Über uns

Ein Wiener Plädoyer für die Fortsetzung der Willkommenskultur.

Wir sind New Here. und sagen "WELCOMEoida"

Seit dem vergangenen Sommer trägt die Zivilgesellschaft in Wien entscheidend zur Versorgung und Betreuung von geflüchteten Menschen bei. Damit hat sie wesentlichen Anteil daran, dass Schutzsuchende eine menschenwürdige Aufnahme in unserer Stadt finden.

Zuletzt mehren sich jedoch politische Stimmen, die für ein Ende der ‚Willkommenskultur‘ plädieren, Sozialleistungen für Geflüchtete kürzen wollen, 'Obergrenzen' für Asylanträge und befestigte Grenzzäune fordern und behaupten, die Solidarität in der Bevölkerung sei Schnee von gestern.

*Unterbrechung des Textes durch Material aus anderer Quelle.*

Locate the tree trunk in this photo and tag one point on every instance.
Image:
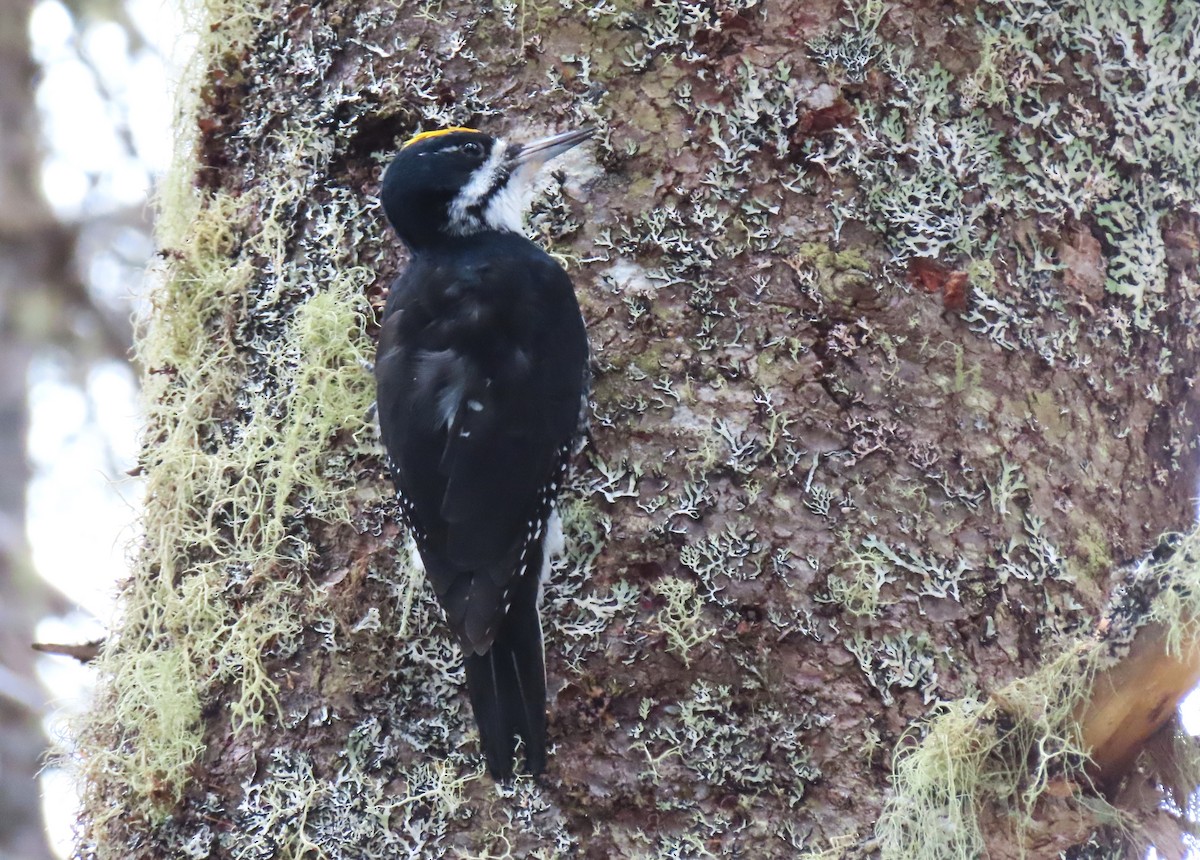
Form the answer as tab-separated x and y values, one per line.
893	320
30	257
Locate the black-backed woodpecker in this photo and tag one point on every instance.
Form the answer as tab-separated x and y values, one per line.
481	386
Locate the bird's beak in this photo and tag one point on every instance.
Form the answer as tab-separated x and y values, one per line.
540	151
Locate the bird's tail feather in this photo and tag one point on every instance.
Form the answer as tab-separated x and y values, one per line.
508	692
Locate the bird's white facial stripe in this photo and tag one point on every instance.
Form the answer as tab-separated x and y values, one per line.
463	220
505	208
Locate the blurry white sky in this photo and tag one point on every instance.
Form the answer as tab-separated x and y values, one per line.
106	118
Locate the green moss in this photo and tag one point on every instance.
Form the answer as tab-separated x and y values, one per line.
984	765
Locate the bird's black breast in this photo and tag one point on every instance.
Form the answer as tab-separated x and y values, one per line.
480	374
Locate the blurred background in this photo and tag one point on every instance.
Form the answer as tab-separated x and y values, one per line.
85	114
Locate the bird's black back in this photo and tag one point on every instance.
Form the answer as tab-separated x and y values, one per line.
481	371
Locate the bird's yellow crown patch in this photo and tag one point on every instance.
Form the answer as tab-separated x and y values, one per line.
437	133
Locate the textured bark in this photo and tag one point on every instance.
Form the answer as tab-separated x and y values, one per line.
849	461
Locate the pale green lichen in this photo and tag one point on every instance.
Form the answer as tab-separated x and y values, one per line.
987	763
936	173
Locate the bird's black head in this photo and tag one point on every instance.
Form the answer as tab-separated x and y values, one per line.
457	181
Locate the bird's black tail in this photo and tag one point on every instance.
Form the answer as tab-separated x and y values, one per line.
508	691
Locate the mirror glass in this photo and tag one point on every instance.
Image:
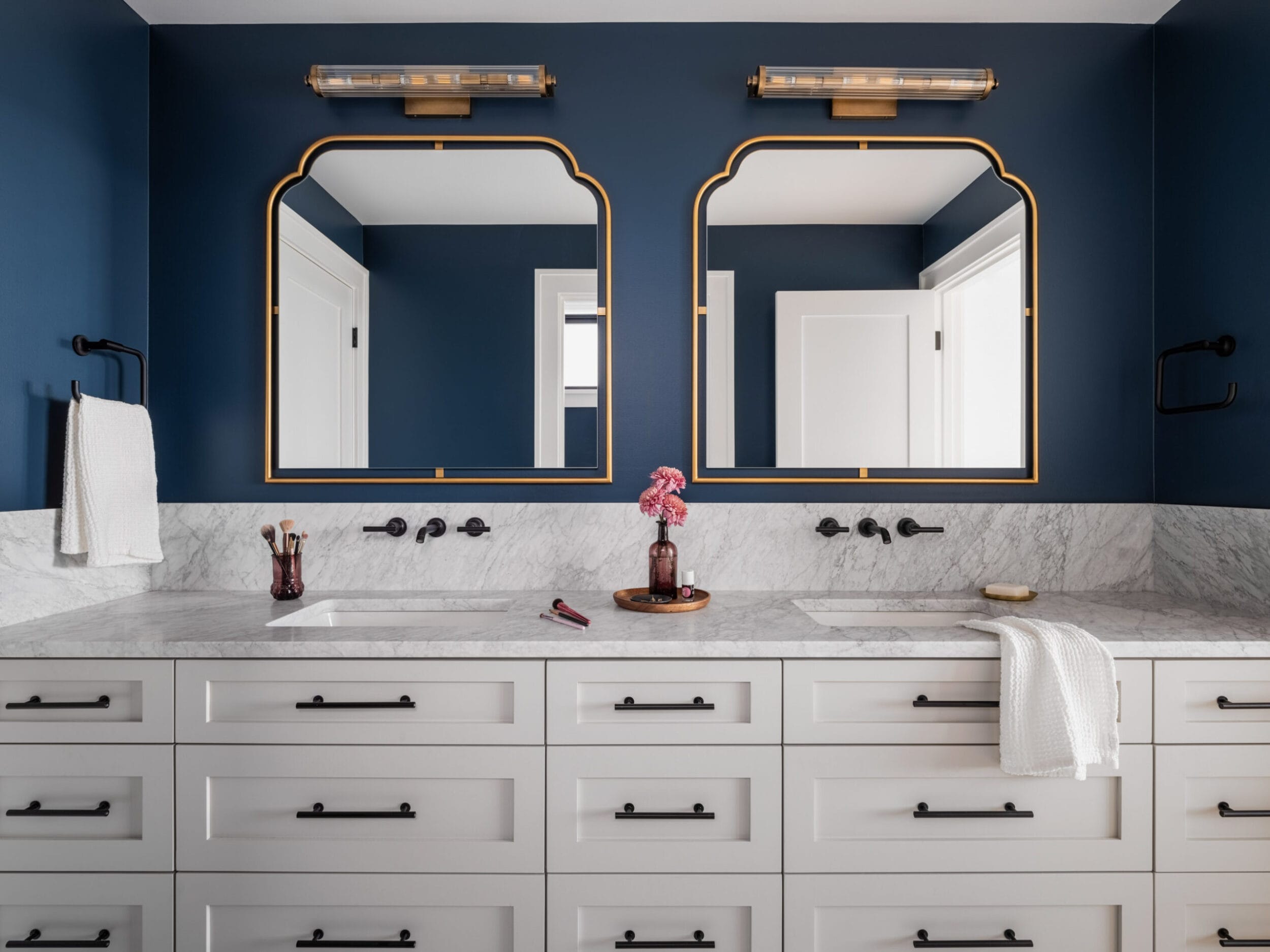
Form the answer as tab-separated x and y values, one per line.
865	309
437	308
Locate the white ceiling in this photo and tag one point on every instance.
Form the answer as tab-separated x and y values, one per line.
836	187
455	187
652	11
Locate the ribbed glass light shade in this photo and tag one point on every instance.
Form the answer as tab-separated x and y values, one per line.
431	82
859	83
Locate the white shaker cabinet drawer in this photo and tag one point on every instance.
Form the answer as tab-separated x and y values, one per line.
360	702
392	809
101	806
1213	809
600	913
924	701
135	910
1053	912
1213	702
255	913
1199	912
102	701
664	702
664	809
950	809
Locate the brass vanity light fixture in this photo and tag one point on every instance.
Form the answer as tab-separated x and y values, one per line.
860	93
432	92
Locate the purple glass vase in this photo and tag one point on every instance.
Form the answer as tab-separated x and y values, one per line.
663	564
288	583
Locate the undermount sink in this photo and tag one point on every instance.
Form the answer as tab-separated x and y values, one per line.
399	613
892	613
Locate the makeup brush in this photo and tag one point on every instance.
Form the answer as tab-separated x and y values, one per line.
267	535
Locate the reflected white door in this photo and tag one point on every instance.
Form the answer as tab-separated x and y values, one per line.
322	375
858	379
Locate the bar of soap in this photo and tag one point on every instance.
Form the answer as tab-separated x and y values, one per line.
1006	590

Die Realität zeichnet allerdings ein ganz anderes Bild. Zahllose Flüchtlinge werden nach wie vor von Privatpersonen versorgt und betreut, zivilgesellschaftliche Initiativen unterstützen Flüchtlinge weiterhin dabei, in ihrem neuen Leben Fuß zu fassen. Es wird gekocht, übersetzt, Deutsch gelernt, Behördengänge werden erledigt, es wird gebastelt, organisiert und gemeinsam an Lösungen für die kleinen und großen Fragen des Alltags gearbeitet.

Und jeden Tag zeigt Wien auf’s Neue: Wir schaffen das!

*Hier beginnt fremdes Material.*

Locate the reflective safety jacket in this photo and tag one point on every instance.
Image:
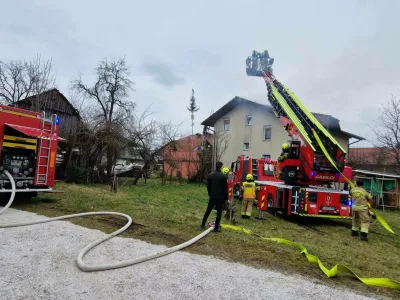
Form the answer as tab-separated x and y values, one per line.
360	198
249	190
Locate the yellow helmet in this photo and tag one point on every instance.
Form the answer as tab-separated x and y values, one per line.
249	177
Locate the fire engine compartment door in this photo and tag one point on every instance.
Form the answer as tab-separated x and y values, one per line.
32	132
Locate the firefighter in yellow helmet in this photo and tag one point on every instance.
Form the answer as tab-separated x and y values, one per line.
249	195
285	152
230	206
361	213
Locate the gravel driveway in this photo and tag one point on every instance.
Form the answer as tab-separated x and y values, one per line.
38	262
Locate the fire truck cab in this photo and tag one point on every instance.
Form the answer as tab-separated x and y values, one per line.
28	147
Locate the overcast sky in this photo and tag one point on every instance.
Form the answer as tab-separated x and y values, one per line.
339	57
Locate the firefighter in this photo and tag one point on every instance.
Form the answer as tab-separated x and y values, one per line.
230	207
249	195
285	152
361	212
217	188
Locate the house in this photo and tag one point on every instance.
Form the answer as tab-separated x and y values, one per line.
53	102
187	156
254	130
383	186
374	159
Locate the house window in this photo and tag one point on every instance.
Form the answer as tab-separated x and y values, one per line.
227	124
267	133
248	120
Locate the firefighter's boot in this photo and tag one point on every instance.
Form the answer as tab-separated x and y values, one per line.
354	233
364	236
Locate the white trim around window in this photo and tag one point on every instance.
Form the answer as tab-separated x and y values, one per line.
226	124
267	133
249	120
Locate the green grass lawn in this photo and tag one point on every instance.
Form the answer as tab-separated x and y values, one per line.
172	214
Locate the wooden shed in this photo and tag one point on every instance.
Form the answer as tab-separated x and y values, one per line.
53	102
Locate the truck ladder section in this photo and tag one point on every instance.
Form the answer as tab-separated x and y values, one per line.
45	144
287	105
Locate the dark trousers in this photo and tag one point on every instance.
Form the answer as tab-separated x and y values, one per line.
219	205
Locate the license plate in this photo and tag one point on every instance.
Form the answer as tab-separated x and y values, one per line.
328	208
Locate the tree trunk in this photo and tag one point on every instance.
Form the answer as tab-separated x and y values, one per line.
139	174
109	161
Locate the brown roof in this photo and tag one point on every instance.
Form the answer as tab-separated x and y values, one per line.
50	94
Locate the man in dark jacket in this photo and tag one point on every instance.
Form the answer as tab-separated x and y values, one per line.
217	187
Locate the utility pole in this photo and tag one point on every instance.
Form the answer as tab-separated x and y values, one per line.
192	108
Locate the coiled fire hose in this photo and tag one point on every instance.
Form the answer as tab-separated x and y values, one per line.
381	282
105	266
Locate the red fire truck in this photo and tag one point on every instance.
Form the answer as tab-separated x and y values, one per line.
303	183
28	148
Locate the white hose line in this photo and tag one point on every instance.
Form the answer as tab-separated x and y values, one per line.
107	266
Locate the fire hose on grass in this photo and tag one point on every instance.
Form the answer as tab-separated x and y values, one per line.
380	282
106	266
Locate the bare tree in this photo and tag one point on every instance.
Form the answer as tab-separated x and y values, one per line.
148	138
387	133
21	79
113	108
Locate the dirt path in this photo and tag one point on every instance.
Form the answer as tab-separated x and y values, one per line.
38	262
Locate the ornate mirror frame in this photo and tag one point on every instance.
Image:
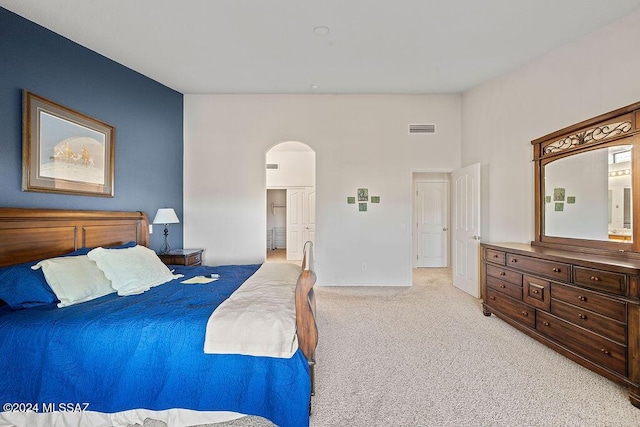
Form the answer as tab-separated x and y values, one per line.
618	127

Unser Beitrag dazu ist der interaktive, mehrsprachige Stadtplan New Here, der geflüchteten Menschen einen Überblick über Angebote in der Stadt bietet und sie dabei unterstützt, sich selbstbestimmt in Wien zu orientieren.

Erfahre mehr unter: New Here.

Die Karte wird am 20. Juni, dem Weltflüchtlingstag, online gehen. Wir wollen am Tag des Kartenlaunchs - besonders anlässlich der aktuellen politischen Stimmung - sichtbar machen, dass unsere Stadt Flüchtlinge nach wie vor willkommen heißt und wir, die Zivilgesellschaft in Wien, weiterhin solidarisch mit schutzsuchenden Menschen sind.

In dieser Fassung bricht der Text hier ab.